Я заплакал, поняв, что все это означает.
«Но мисс Элла, я не хочу…»
«Ш-ш-ш, – прервала она меня. – Мне уже недолго осталось, так что послушай. Я долго буду в небесной обители ждать твоего появления, но от всего сердца надеюсь, что ты там появишься. Понял? И это зависит только от тебя. Втащить тебя туда, как когда-то втаскивала в окно, я не смогу. Я уже свое отмолилась. А ты каждый день должен усмирять свою обиду и гнев. Похорони их и забудь о них навсегда. И тогда однажды утром ты проснешься свободным: от прошлых обид останется лишь бренная оболочка, шелуха. Но если ты себя не одолеешь, гнев и обида уничтожат тебя, и ты кончишь как Рекс: сгниешь изнутри. Дитя мое. – она стиснула мою руку, а потом положила ее на мою голову и прижала ее к груди: – Я люблю тебя, дитя, и там мне будет тебя недоставать, но я и оттуда буду следить за тобой».
И она сжала мою ладонь, а я наклонился и поцеловал ее сухие дрожащие губы. Она снова забылась, а через несколько минут перестала дышать.
По лицу Кэти заструились слезы. Она все время сдерживалась, чтобы не заплакать, но когда я окончил рассказ – разрыдалась и, сев на пол, уткнулась лицом в колени. Потом, немного успокоившись, попыталась улыбнуться, но с минуту не могла вымолвить ни слова.
– Извини, – наконец произнесла Кэти, – но это все так… – и, покачав головой, она смахнула слезы.

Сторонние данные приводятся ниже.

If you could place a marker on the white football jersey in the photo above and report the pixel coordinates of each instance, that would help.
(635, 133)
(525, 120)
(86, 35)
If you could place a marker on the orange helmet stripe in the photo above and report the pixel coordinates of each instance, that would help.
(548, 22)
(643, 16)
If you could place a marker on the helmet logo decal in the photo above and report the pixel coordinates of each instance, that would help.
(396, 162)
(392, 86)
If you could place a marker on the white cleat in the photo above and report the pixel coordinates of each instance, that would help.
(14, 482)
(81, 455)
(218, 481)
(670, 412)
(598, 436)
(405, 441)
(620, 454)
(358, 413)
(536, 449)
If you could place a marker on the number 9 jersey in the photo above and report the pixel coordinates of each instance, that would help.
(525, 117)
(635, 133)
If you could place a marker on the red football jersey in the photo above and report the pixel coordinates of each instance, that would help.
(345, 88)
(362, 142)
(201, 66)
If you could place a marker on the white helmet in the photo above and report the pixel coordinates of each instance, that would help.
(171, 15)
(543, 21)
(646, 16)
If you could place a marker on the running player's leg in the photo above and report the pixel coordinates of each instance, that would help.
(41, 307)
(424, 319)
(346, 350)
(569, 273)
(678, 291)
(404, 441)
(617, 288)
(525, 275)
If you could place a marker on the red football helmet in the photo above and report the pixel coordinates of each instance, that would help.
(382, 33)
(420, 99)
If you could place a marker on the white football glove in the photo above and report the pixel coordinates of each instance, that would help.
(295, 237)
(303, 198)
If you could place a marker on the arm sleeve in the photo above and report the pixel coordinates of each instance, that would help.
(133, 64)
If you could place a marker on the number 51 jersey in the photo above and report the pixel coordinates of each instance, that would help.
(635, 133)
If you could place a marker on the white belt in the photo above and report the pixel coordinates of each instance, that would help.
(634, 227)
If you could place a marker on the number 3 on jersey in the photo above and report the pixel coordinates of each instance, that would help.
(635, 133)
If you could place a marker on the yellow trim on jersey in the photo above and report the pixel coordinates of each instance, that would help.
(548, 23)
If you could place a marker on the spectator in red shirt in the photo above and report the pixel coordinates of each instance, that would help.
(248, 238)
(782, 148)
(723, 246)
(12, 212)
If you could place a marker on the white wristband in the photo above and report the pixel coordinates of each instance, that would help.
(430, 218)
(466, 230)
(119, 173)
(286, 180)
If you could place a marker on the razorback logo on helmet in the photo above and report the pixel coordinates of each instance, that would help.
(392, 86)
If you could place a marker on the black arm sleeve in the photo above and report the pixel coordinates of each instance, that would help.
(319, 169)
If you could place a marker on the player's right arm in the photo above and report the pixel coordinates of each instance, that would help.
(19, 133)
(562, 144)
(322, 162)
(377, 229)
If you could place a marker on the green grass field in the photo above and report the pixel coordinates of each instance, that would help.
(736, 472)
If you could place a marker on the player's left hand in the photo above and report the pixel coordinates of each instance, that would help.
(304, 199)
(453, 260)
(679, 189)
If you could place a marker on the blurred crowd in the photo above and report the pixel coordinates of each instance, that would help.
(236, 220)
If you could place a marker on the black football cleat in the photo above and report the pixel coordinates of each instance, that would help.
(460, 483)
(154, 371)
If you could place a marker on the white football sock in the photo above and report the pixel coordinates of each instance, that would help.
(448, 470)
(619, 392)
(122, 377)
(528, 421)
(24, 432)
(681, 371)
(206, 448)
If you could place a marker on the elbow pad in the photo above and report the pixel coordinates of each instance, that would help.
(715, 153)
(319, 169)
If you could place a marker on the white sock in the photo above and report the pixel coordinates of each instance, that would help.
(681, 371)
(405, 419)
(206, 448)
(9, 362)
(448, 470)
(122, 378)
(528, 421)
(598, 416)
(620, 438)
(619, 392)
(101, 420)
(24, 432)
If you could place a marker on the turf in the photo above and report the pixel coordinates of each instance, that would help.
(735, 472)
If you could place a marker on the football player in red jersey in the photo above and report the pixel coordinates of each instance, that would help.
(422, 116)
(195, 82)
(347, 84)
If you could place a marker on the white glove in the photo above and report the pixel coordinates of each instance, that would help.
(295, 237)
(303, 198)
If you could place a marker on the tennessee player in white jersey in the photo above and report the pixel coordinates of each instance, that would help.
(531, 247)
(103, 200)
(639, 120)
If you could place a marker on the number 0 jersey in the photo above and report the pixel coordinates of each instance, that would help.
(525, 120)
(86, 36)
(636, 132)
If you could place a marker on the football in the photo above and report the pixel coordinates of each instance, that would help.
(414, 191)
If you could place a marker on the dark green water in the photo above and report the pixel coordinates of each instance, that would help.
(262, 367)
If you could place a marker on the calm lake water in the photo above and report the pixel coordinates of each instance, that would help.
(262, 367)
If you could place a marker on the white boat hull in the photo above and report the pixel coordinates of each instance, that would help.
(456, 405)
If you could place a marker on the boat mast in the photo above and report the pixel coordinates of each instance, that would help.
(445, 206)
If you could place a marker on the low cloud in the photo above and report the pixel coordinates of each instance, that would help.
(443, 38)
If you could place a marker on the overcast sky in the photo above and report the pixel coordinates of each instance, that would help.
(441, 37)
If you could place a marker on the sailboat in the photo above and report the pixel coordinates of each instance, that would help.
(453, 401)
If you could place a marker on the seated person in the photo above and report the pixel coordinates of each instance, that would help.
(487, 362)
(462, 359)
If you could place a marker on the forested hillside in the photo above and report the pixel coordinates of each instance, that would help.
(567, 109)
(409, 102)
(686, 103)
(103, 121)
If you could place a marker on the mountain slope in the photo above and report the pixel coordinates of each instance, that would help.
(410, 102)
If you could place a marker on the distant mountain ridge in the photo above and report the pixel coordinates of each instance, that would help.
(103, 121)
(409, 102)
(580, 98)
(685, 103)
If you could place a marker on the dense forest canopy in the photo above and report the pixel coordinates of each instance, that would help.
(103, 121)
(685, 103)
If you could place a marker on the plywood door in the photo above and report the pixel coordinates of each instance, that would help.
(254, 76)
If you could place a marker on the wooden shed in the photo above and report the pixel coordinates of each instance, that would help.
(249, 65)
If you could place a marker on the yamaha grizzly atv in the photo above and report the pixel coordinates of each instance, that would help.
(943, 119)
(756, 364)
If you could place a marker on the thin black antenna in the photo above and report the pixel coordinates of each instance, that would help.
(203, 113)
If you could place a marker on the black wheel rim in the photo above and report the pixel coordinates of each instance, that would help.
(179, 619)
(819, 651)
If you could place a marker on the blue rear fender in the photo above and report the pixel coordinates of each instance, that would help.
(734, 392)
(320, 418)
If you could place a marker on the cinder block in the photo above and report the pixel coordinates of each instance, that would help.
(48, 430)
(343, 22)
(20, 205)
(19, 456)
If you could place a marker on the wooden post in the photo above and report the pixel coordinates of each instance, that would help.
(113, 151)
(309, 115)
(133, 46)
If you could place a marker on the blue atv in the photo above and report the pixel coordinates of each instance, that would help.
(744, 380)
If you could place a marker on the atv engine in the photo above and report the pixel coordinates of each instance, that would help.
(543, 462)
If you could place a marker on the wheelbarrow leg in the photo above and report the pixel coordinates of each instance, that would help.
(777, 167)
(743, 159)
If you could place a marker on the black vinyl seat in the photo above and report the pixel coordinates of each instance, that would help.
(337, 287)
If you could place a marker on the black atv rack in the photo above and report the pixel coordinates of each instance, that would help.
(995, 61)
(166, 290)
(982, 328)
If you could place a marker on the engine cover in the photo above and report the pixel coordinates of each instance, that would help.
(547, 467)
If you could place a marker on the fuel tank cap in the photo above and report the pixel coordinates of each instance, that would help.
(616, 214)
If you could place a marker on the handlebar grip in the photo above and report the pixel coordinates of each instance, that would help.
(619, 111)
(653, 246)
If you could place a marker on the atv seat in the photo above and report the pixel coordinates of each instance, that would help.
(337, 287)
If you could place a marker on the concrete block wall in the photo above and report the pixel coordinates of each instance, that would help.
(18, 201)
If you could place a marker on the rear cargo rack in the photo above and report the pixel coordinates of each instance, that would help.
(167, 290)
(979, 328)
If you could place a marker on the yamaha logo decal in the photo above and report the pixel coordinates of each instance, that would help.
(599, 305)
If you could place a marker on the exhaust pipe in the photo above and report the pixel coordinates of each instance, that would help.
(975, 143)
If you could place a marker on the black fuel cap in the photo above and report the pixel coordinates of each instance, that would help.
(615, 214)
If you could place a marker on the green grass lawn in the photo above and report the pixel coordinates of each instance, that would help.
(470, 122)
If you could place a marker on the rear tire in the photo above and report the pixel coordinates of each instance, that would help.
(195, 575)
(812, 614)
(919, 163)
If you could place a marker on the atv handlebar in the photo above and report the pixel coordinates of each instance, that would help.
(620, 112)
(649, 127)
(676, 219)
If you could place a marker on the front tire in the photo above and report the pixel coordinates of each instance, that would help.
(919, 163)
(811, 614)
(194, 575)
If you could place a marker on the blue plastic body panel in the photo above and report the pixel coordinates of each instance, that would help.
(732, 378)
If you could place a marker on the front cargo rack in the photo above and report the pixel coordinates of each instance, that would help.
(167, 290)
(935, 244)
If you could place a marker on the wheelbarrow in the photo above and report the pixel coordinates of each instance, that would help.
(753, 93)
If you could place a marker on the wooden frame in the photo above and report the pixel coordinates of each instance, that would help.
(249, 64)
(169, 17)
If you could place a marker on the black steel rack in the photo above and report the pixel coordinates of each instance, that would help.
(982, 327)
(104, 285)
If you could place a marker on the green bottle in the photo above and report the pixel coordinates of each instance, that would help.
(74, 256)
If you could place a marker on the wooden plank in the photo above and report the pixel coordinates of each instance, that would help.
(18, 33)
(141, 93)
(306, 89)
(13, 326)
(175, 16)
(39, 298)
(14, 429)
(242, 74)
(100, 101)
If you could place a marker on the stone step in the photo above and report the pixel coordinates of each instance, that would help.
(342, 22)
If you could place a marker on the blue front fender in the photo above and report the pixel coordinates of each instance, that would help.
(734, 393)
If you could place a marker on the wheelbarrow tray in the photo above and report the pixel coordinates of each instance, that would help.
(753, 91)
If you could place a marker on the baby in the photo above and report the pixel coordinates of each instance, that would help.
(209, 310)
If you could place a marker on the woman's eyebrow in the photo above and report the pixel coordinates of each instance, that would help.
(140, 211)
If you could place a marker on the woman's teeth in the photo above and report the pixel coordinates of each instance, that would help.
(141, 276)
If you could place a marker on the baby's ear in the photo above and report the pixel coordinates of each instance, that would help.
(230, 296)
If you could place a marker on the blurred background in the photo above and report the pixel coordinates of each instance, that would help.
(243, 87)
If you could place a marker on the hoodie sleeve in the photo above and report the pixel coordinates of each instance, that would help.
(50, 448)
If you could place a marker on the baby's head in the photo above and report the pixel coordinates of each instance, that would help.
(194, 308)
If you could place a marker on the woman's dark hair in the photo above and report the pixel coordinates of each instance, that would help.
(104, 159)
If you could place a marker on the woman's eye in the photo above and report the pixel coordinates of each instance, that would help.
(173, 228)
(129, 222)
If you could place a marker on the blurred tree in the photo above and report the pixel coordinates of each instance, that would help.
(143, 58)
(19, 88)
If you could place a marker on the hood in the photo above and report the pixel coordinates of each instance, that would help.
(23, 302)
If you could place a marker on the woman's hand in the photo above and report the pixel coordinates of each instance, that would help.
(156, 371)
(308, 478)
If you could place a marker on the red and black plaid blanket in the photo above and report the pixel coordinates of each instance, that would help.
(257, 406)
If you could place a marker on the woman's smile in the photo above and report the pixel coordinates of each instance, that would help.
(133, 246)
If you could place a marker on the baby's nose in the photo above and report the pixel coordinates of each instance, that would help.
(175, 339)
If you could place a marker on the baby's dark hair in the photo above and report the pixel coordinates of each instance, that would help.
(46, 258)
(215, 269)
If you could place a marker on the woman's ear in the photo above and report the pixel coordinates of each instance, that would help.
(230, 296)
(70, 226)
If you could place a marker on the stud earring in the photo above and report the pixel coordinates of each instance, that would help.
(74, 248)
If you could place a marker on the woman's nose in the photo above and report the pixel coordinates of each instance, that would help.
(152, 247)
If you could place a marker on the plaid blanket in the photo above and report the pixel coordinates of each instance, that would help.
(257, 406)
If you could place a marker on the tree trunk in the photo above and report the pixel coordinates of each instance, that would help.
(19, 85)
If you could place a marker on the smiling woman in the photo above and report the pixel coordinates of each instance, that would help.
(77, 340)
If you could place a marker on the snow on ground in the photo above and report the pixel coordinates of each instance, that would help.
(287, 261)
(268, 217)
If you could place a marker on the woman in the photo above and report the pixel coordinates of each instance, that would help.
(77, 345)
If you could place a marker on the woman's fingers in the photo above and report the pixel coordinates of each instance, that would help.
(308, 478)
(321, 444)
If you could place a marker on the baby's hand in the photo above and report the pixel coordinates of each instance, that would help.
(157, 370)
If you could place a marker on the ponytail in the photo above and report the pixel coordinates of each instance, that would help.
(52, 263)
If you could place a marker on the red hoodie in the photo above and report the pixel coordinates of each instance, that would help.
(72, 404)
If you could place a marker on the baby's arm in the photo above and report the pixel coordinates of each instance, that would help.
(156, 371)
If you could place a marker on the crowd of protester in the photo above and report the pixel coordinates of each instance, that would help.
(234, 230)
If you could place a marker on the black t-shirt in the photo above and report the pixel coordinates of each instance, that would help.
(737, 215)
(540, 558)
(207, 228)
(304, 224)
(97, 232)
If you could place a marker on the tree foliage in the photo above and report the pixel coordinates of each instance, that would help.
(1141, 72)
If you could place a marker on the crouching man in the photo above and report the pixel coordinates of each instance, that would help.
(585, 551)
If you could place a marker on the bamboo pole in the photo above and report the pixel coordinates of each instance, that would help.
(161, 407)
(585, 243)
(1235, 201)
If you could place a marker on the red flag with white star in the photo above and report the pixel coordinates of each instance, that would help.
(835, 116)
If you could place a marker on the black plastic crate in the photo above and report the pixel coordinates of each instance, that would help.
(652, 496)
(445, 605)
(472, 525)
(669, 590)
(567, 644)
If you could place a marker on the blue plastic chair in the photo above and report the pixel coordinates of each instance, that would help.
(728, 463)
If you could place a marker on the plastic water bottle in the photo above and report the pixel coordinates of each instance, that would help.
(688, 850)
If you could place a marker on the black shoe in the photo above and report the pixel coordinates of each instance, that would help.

– А я… дня не проходит, чтобы я не слышал ее голос, – ответил я, глядя в окно на оранжереи и пастбища.
– А обо мне она ничего не говорила? – поинтересовалась Кэти.
– Она говорила, что ты замечательная мать и что сын у тебя просто фантастический, и ты должна им гордиться.
– А я помню, как она управлялась с вами, тобой и Мэттом. Здорово у нее это получалось!
Кэти прошлась по комнате и остановилась у столика, на который Рекс всегда ставил стакан с виски и куда каждый вечер выкладывал содержимое своих карманов.
– А как твой папаша угодил в дом престарелых? То есть как это все случилось?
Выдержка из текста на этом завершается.